Over the past decade or so there has been major progress in understanding
the cellular and molecular regulation of hepatic fibrosis. It has been
determined that the build up of scarring in fibrotic diseases of the liver
is not static or a unidirectional event but a dynamic and regulated process
that works well with intervention.
The growing amounts of clinical and scientific data provide us with the
knowledge that extensive fibrosis or cirrhosis in patients that still have
compensated liver function should no longer be considered untreatable. Both
currently available as well as future therapies have the potential for
preventing the progression of disease by regression of fibrosis.
Despite growing knowledge on whether liver fibrosis is reversible, there
are still some unanswered questions. Liver fibrosis does not develop at the
same rate in all patients and the fibrotic responses to therapy will vary
from patient to patient. What are the host or disease specific factors that
are linked to both a slower progression of fibrosis and a positive response
to treatment? In addition, should treatment strategies be better designed to
reverse fibrosis and improve liver health, rather than to only treat when
there’s a good probability of a cure? For example, long-term therapy with
alpha interferon may improve fibrosis in patients with chronic hepatitis C
even in those patients who do not experience a virologic response. With that
finding wouldn’t long-term alpha interferon therapy be well justified in
patients that do not gain a virologic response to treatment? It certainly
seems to make a case for physicians to partner with patients to make these
important treatment decisions.
http://www.hcvadvocate.org/
FIBROSIS AND DISEASE PROGRESSION
Chronic infection with HCV is associated with the typical histological
features of chronic hepatitis including hepatocellular necrosis and
inflammation (activity or grade) and fibrosis (stage). While the activity of
the chronic liver disease can fluctuate over time, the stage of fibrosis is
believed to be progressive and largely irreversible. In chronic hepatitis C,
the rate at which fibrosis progresses varies markedly. In some individuals,
fibrosis ultimately leads to cirrhosis, which is associated with the major
complications of the liver disease: portal hypertension, liver failure, and
hepatocellular carcinoma. In others, fibrosis does not appear to progress
even after decades of infection. For these reasons, assessment of the stage
and rapidity of progression of fibrosis can be helpful in determining the
prognosis and the need for therapy in the individual patient. Factors
associated with fibrosis progression are not well defined and the role of
necroinflammatory activity is still controversial.
Assessment of the Stage of Fibrosis
Liver biopsy remains the gold standard to assess fibrosis. Several systems
for scoring liver fibrosis have been proposed, each based upon visual
assessment of portal and periportal fibrosis. The more frequently used
systems are the Histology Activity Index (HAI: Knodell score), the Ishak
modification of the HAI score, and the METAVIR. The HAI scoring system
ranges from 0 to 22 and fibrosis is staged as 0, 1, 3, and 4. This
discontinous scale was developed to allow for clear separation of mild (1+)

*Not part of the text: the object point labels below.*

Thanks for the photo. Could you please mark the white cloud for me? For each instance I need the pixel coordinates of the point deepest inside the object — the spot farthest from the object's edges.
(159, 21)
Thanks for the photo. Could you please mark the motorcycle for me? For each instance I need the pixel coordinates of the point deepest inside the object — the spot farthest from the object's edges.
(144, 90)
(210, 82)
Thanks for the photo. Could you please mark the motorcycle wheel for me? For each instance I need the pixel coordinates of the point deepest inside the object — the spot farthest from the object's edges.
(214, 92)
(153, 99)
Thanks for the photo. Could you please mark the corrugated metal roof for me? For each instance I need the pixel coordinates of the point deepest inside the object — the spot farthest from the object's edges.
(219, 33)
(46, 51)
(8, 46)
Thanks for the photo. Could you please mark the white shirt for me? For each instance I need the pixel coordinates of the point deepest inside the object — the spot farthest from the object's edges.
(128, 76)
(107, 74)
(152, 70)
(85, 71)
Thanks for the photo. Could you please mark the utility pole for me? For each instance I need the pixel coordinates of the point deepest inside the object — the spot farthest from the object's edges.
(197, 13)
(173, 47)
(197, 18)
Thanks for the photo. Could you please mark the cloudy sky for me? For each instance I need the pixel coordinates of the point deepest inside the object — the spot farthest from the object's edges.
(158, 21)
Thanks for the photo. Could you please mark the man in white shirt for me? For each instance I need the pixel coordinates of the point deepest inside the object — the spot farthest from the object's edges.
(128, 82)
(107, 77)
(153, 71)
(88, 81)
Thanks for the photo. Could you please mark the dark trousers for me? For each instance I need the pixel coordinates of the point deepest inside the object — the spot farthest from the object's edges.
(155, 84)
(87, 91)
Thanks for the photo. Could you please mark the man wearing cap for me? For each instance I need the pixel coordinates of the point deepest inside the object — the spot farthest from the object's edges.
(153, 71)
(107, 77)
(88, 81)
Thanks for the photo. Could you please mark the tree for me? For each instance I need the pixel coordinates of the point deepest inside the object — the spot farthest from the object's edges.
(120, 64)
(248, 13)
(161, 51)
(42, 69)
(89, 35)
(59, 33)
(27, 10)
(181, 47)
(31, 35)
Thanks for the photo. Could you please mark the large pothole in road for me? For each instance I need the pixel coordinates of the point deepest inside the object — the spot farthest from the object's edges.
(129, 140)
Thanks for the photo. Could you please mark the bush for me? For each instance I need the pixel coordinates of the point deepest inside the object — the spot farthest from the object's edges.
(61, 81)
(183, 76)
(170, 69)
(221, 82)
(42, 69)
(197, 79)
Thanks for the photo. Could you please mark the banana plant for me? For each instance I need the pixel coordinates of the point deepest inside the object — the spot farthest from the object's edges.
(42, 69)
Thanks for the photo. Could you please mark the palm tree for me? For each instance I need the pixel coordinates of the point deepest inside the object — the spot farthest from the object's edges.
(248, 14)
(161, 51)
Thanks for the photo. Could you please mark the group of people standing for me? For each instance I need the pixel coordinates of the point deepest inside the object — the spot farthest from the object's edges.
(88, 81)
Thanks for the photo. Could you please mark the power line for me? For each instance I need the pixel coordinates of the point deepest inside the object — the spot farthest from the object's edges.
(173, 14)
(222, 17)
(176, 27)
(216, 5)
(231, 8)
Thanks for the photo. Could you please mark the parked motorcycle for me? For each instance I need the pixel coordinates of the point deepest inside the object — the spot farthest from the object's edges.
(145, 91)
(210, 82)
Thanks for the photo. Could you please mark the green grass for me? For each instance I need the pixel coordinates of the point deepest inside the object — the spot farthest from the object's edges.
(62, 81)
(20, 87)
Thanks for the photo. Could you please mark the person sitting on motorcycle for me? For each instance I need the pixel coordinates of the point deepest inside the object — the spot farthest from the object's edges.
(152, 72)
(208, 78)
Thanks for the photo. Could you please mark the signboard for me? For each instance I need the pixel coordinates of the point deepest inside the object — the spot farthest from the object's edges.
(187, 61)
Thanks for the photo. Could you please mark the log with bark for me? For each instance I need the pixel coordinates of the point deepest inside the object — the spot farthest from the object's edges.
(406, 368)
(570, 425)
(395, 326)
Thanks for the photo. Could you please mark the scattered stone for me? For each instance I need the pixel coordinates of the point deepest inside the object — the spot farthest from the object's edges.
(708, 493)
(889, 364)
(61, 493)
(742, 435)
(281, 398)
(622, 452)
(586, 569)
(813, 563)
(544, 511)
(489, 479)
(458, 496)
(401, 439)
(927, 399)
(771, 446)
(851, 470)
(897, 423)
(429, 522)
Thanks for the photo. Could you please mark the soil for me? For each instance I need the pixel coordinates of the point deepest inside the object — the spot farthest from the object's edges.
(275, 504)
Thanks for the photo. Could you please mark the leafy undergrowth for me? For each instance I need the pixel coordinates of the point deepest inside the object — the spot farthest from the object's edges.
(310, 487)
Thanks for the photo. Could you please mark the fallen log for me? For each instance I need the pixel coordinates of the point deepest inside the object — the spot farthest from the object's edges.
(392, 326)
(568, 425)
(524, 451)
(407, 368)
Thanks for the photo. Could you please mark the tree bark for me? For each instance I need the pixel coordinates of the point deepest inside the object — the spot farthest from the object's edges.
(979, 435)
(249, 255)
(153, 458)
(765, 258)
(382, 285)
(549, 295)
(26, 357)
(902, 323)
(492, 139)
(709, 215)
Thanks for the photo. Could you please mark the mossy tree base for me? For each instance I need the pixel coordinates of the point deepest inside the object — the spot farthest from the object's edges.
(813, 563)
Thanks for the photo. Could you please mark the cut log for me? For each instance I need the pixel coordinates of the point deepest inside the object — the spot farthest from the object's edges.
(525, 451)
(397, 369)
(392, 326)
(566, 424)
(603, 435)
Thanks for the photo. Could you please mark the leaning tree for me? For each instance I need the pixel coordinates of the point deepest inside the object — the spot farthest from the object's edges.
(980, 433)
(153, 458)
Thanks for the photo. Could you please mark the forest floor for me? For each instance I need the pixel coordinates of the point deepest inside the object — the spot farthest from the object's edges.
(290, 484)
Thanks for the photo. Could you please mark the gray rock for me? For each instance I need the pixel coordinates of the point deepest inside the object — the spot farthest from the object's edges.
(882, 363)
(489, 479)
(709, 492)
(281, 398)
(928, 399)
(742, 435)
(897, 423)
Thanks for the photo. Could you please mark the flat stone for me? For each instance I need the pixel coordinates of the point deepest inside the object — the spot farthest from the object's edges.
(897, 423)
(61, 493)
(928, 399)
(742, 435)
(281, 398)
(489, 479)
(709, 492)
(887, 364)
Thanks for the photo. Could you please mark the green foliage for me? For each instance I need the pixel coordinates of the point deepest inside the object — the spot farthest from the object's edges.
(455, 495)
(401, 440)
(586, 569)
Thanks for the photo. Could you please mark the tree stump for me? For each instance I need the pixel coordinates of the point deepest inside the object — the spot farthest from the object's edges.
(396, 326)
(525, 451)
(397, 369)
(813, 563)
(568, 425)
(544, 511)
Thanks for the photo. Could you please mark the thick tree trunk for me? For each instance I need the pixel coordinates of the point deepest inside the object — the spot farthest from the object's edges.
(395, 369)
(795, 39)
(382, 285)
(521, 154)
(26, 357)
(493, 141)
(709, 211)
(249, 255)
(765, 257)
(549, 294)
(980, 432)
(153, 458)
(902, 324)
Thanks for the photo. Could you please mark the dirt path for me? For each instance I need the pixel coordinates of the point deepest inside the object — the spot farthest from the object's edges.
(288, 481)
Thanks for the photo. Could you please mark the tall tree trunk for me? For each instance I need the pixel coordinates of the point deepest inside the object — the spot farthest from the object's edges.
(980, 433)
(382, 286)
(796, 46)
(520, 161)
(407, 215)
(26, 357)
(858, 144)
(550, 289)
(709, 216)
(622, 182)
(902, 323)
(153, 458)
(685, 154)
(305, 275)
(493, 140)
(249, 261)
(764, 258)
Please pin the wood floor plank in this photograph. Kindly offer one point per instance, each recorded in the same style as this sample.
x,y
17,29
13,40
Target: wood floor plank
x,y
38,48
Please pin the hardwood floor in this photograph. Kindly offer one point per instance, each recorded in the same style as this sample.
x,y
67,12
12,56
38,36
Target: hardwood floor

from extensive (3+) fibrosis which has important prognostic value. The HAI
system is simple and has been widely used, particularly in the large
multicenter trials of interferon and ribavirin therapy of chronic hepatitis
C. However, the intra- and inter-observer reproducibility of the HAI is not
very good and distinction between stages 1 and 3 may be difficult. In
addition, its discontinous scale complicates statistical analysis in
clinical trials.
The modification of the HAI scoring system proposed by Ishak et al. is more
sensitive in assessing fibrosis. Fibrosis stage is scored continuously from
0 to 6, which permits a better assessment of the effect of therapy on
fibrosis. The Ishak score is better validated and gives a more accurate
assessment of fibrosis. The METAVIR scoring system is simple; fibrosis
stages are scored continuously from 0 to 4. This system has been carefully
validated in large groups of patients with chronic hepatitis C and has shown
good intra- and inter-observer reproducibility. Important limitations of
these scoring systems should be emphasized. Hepatic fibrosis may not be
homogenous throughout the liver and the liver specimen obtained by needle
biopsy may not accurately reflect the overall average degree of fibrosis.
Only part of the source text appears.